The blogger is not too helpful at first, but after a suspect goes missing, Kathryn Dance puts the pressure on the blogger, and things begin to move forward. Roadside crosses keep turning up, and soon we have the race against time, a lot of suspects and a story that moves forward with a good speed.

At the same time Kathryn has her own battles to fight, trying to get over her husband's death some years before, dealing with her parents, especially her mother, and another case that her mother seemingly is getting involved in.

Don't really know what to say about this story. It sounded very promising mixing murder and bloggers and blogging. And it is not badly written. The plot is surprising. Fast and entertaining read. But somehow the whole thing wasn't really engaging me, and I felt slightly irked by Agent Dance and her bodylanguage-reading and her family. Not sure I'll read more Kathryn Dance-books.

Sunday, July 11, 2010

Bad Friends by Claire Seeber


I bought Bad Friends by Claire Seeber somehow thinking it was YA. I had even placed it on my YA-shelf, and when I picked it up last week to read, I was also sure it was YA. Until a few pages in when the drinks began to flow and the cigarettes were smoked. Then I checked the back, and no, it's not YA. Don't know where I got that idea, but I blame Amazon, putting it in one of their: If you liked [insert YA-title here] you may also like Bad Friends.

Anyway, its a psychological thriller and it is not half bad. It also has a good deal of chick lit in it, and all in all I found it to be a nice, light read. Once I got used to the fact that it was not YA.

Maggie leaves her boyfriend, the hard drinking Alex with a troublesome father, in a parkinglot, and goes back to London in a huff and with a broken heart. The bus she is on is involved in a horrible accident, and after Maggie's recovery, she goes back to work to find out that there are certain things she is deliberately blocking from her memory. She does not really suffer from amnesia, because early on the reader detect that Maggie is aware of all the "secrets" being referred to, but we are not told.
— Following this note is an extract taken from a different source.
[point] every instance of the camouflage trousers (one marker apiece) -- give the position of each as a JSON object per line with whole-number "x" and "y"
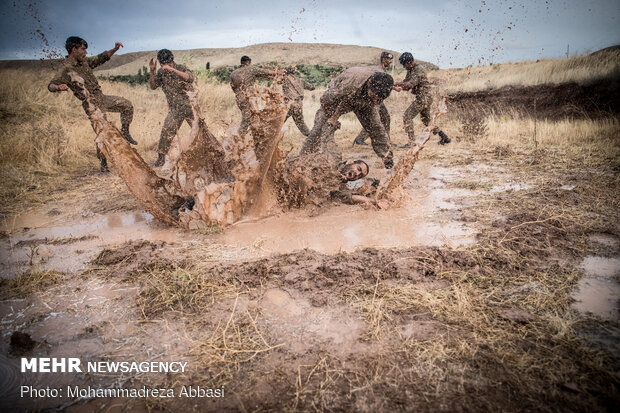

This annoyed me, but on the other hand it also made me read more, because I wanted to find out what it was Maggie had done that was so terrible, giving her boss the right to demand that she stays in her job, which she hates.

Maggie also meets a new "friend", another girl involved in the accident. This girl, Fay, keeps turning up at the most weird times, and she gives Maggie the creeps. Pretty soon it becomes clear that someone is stalking Maggie, sending her funeral flowers and creepy texts, and Maggie's life spirals out of control. Furthermore she has to deal with Alex, her ex, and with a new love interest. And her father, and the death of her mother many years ago and much more.
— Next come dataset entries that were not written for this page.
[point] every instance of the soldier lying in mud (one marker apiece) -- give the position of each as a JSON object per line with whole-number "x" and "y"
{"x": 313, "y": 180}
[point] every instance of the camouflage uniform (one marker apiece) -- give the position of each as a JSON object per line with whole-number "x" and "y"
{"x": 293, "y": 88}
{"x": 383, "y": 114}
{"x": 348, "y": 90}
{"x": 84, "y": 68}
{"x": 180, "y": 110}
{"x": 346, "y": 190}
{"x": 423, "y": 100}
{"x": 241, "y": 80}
Bad Friends is an easy read, and fine for a quick summer read.

Thursday, July 01, 2010

While I Live - The Ellie Chronicles I by John Marsden

While I Live is the first book in the Ellie Chronicles which is sort of a sequel to John Marsden's Tomorrow-series (the link is for my review of the first book in the Tomorrow-series). I really loved that series, and wanted to read more about what happened to Ellie, Homer, Lee and the other friends and enemies after the war ended. So far, so good.

While I Live did not completely live up to my (yes, they were hígh) expectations, but it wasn't a complete waste of time either. Ellie is back on the farm with her parents and trying to live as normal a life as possible with school, farm work, friends and speculations about love and boyfriends. Not easy, considering what she went through during the war, but she's trying and things go okay.

Rumours at school and in the town of Wirrawee are rife. It seems like certain cladestine groups have taken it upon themselves to find people still missing from the war and, if and when they find them, liberate them. Ellie is too busy and caught up in personal problems to pay much attention at first, but after a while certains things do that she knows that she has to investigate what it is that goes on.

Even though the book begins with a very dramatic scene, I didn't feel that anything apart from page after page about farming and cows was really happening. I had to read more than halfway until there was some action. And while the character descriptions are good as ever, there were also things which didn't really make sense to me. I know its fiction, so I am prepared to accept many things, but still some things didn't feel right. I am going to read the other two in this series, not because I was blown away by this one, but because I want to know what happens to Ellie and her friends and because even though I have to admit that I found While I Live rather boring, I am not completely turned off.